Cot death was a term commonly used in the past. It has largely been abandoned, due to misleading suggestions that sudden infant death can only occur when a baby is asleep in a cot.
Causes of SIDS may include accidents, infections, congenital abnormality or metabolic disorder.
For those deaths that remain unexplained, experts believe there are likely to be undiscovered causes.
- While sudden infant syndrome deaths have declined in recent years, they still totalled around 2,000 deaths in the U.S. 2010. 221 unexplained infant deaths occurred in England and Wales in 2012 – a rate of 0.30 deaths per 1,000 live births
- almost three quarters (71 per cent) of these unexplained deaths were recorded as sudden deaths, and 29 per cent were recorded as unascertained
- eight out of 10 unexplained infant deaths occurred in the post-neonatal period, between 28 days and one year
- almost two-thirds (64 per cent) of unexplained infant deaths were boys in 2012 (141 deaths)
- the rate of unexplained infant deaths was three times higher among low birthweight babies, than those with a normal birthweight
Source: The Lullaby Trust and Office for National Statistics
‘It’s important that parents are given all the information about safer sleep so that they can make an informed decision. Evidence-based advice is available on The Lullaby Trust website, http://www.lullabytrust.org.uk.’
Using a pillow has been shown to increase the chance of SIDS by up to 2.5 times, the charity said.
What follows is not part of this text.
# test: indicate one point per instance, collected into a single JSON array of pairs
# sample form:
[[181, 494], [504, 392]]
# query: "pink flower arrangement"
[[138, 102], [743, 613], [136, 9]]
‘A simple mattress in your cot with no loose bedding or bumpers is the safest sleeping place for a baby,’ the trust advises.
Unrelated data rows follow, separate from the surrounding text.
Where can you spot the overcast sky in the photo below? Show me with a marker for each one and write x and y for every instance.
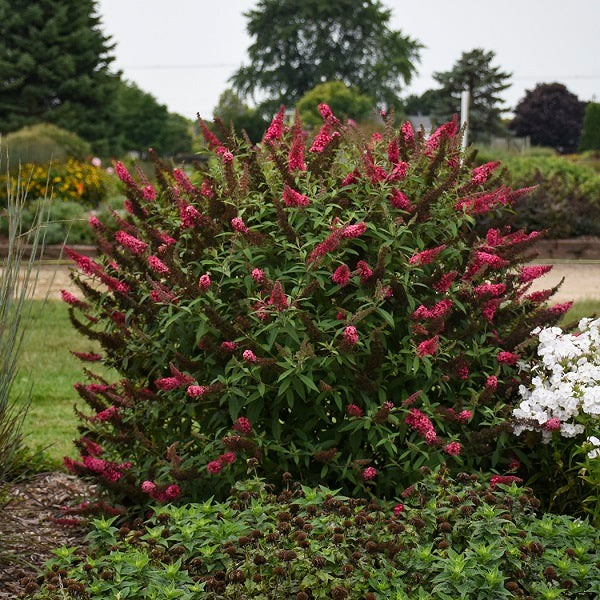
(184, 51)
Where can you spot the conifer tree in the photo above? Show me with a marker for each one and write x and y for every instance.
(298, 45)
(473, 72)
(54, 62)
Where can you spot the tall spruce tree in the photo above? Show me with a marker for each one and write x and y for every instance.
(298, 45)
(473, 72)
(54, 62)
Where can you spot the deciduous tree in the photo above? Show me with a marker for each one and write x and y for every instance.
(474, 72)
(551, 115)
(54, 67)
(298, 45)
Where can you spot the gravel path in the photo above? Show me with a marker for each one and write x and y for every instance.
(582, 281)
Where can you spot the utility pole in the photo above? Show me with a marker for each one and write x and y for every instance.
(465, 98)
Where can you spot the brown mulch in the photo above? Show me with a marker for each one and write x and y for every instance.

Although uncommon accidental suffocation is the leading cause of injury-related deaths in infants.
While sudden infant syndrome deaths have declined in recent years, they still totalled around 2,000 deaths in the U.S. 2010.
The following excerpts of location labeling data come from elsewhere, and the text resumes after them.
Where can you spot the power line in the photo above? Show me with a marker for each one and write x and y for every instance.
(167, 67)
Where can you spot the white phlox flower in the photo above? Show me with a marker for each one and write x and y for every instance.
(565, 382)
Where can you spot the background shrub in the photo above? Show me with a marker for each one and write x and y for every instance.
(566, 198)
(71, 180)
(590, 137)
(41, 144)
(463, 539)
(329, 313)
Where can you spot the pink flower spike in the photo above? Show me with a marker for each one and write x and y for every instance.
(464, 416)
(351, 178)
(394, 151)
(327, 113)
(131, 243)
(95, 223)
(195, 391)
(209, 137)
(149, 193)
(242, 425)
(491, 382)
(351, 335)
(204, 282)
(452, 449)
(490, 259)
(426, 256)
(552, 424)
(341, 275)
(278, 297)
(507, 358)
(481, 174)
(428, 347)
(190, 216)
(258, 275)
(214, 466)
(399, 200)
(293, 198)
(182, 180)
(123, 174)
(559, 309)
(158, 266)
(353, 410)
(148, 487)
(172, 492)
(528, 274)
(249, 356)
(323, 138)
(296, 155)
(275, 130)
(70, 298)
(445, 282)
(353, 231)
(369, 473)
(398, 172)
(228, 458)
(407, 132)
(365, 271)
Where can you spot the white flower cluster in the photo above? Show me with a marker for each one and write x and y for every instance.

The suffocation rate doubled from 2000 to 2010, when around 640 infants died from accidental sleep-related suffocation, U.S. government data showed.
Meanwhile, in the UK in 2012, 221 infant deaths were attributed to SIDS.
The team of researchers found that over the 17-year period, the use of loose bedding did decline but remained a common practise.
The rate of loose bedding use averaged around 86 per cent in 1993 to 1995, but declined to 55 per cent in 2008 to 2010.
Teenage mothers were found to be most likely to use the dangerous bedding (83.5 per cent), while those babies born at full term were least at risk (55.6 per cent).
The study also found the at-risk bedding was most likely used for infants who slept in adult beds, those put to sleep on their sides, or babies who shared a cot or bed with others.
The authors concluded that while the numbers have improved significantly, babies are ‘still being put to bed in an unsafe sleeping environment; about half still sleep with blankets, quilts, pillows and other hazardous items’.
Study co-author Marian Willinger, a SIDS expert at the National Institute of Child Health and Human Development, said these infant deaths ‘are tragic and they’re just not necessary’.
The AAP said it is vital parents ‘know and understand the risk factors associated with this dangerous practise in order to help reduce the number of sleep-related infant deaths’.
Researchers from the National Institutes of Health and the federal Centers for Disease Control and Prevention in the U.S. analysed telephone surveys involving a total of nearly 20,000 parents.
The study was published today in the journal Pediatrics.